Entangled nematic disclinations using multi-particle collision dynamics

TL;DR

This paper introduces a mesoscale simulation method to study the complex dynamics and topological transitions of colloidal disclinations in nematic liquid crystals, revealing metastable states and the effects of hydrodynamic fluctuations.

Contribution

It develops a novel numerical approach combining nematohydrodynamics and topological defect analysis to model colloid interactions and defect dynamics in out-of-equilibrium conditions.

Findings

Reproduces far-field colloid interactions

Resolves topological properties of disclination loops

Identifies metastable defect states and transitions

Abstract

Colloids dispersed in nematic liquid crystals form topological composites in which colloid-associated defects mediate interactions while adhering to fundamental topological constraints. Better realising the promise of such materials requires numerical methods that model nematic inclusions in dynamic and complex scenarios. We employ a mesoscale approach for simulating colloids as mobile surfaces embedded in a fluctuating nematohydrodynamic medium to study the kinetics of colloidal entanglement.

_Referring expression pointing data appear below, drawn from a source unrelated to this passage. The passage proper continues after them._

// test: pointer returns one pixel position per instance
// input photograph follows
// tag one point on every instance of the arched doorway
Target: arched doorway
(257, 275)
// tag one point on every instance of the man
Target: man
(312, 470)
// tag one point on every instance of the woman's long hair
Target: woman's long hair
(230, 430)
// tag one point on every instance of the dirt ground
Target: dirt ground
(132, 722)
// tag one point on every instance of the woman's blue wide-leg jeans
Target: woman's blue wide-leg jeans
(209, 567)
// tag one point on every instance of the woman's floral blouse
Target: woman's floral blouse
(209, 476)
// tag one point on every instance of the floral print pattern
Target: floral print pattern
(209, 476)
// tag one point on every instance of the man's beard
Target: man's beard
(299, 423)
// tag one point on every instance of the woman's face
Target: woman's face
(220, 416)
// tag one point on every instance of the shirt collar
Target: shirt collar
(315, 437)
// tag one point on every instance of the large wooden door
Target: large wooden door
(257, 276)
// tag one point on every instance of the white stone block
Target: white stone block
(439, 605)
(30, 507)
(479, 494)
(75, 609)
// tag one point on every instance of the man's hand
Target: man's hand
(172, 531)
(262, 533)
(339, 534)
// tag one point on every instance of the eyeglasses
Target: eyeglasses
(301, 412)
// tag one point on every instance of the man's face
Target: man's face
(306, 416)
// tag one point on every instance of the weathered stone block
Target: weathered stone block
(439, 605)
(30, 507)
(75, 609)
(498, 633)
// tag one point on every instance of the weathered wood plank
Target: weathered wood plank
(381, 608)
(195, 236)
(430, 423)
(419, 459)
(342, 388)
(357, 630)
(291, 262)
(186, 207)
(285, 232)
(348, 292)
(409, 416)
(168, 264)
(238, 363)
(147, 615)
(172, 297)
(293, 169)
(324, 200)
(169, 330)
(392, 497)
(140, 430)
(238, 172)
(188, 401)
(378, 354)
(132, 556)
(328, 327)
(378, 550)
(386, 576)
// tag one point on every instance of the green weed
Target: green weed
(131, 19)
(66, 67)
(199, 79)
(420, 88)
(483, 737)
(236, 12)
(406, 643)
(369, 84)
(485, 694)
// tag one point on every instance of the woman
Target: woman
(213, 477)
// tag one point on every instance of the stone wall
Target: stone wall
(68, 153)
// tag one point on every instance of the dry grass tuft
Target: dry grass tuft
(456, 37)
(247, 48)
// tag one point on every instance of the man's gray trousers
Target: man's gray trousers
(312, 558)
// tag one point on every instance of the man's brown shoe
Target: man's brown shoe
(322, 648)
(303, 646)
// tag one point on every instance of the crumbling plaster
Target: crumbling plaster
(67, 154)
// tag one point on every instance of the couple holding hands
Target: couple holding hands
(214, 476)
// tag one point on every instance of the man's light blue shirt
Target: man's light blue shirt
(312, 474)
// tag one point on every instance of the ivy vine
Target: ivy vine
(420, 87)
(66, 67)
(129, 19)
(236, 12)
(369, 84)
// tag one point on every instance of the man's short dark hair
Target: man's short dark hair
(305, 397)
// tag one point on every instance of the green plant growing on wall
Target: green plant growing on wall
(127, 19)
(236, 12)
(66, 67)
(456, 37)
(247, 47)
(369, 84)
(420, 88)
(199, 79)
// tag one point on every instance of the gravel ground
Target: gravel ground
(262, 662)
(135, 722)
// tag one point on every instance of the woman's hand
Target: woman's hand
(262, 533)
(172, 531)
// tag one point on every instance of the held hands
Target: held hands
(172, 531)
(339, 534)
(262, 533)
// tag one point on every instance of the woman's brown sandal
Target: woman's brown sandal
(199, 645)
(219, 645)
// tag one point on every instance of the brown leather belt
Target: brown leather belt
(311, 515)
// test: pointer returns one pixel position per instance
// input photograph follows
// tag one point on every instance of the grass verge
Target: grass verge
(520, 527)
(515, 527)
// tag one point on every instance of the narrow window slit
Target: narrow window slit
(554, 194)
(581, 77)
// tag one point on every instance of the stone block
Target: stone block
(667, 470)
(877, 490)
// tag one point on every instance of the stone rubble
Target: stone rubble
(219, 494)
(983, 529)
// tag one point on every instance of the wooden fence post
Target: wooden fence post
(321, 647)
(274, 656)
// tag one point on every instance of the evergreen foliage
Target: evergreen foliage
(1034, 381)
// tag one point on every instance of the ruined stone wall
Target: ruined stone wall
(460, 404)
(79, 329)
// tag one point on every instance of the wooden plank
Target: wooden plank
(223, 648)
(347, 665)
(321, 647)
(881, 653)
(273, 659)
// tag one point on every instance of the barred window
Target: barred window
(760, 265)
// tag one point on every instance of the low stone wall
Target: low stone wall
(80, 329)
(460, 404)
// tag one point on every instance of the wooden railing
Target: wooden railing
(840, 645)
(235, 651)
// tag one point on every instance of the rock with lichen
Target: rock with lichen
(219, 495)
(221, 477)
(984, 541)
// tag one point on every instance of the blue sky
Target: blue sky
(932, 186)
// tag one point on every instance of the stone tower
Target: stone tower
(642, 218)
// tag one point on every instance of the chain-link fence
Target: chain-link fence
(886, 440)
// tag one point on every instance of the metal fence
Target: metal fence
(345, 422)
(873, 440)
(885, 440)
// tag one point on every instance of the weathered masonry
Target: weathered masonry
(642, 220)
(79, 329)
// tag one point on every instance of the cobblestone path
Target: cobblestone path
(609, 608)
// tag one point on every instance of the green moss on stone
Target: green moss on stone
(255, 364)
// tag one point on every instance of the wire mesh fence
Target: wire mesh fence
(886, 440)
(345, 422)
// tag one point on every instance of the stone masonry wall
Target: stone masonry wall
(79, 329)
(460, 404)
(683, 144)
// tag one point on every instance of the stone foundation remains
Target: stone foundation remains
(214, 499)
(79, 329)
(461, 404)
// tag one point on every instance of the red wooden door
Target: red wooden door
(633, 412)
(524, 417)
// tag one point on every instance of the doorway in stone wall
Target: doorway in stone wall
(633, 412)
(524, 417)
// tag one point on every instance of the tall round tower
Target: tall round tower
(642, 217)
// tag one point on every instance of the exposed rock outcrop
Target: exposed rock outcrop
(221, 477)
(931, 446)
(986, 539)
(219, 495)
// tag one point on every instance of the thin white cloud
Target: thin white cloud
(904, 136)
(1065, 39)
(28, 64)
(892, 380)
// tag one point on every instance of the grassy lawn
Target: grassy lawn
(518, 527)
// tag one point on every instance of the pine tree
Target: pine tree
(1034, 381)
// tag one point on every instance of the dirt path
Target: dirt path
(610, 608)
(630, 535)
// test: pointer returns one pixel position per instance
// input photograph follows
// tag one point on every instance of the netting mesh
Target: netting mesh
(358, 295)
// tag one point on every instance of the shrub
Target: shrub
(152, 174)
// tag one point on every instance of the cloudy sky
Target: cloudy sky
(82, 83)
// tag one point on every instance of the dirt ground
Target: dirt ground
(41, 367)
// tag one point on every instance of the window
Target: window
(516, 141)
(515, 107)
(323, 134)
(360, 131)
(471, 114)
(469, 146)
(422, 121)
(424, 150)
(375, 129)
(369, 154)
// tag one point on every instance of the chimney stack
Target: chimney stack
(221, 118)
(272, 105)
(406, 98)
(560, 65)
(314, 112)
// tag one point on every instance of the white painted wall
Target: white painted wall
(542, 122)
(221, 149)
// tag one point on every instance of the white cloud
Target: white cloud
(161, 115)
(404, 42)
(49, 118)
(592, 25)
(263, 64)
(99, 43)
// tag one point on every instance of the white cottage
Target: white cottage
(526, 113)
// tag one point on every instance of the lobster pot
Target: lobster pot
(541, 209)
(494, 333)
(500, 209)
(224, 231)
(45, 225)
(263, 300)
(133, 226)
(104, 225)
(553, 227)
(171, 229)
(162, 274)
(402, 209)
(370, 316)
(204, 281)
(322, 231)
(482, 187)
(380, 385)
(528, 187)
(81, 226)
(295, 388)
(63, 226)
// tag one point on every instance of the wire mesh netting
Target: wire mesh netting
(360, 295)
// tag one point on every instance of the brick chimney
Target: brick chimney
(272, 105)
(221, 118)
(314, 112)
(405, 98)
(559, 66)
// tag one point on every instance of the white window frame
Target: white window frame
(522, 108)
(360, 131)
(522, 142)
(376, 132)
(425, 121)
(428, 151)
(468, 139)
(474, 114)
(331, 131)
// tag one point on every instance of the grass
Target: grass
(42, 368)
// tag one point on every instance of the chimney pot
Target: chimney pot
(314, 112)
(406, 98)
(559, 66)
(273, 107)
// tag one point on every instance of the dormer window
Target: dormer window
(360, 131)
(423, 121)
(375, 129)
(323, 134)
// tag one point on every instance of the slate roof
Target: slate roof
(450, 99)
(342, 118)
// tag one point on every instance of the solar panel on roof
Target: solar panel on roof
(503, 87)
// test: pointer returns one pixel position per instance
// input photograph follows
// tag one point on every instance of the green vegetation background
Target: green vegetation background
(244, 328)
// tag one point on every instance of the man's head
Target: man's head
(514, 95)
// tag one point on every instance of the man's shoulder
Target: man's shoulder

In addition to reproducing far-field interactions, topological properties of disclination loops are resolved to reveal their metastable states and topological transitions during relaxation towards ground state. The intrinsic hydrodynamic fluctuations distinguish formerly unexplored far-from-equilibrium disclination states, including configurations with localised positive winding profiles. The adaptability and precision of this numerical approach offers promising avenues for studying the dynamics of colloids and topological defects in designed and out-of-equilibrium situations.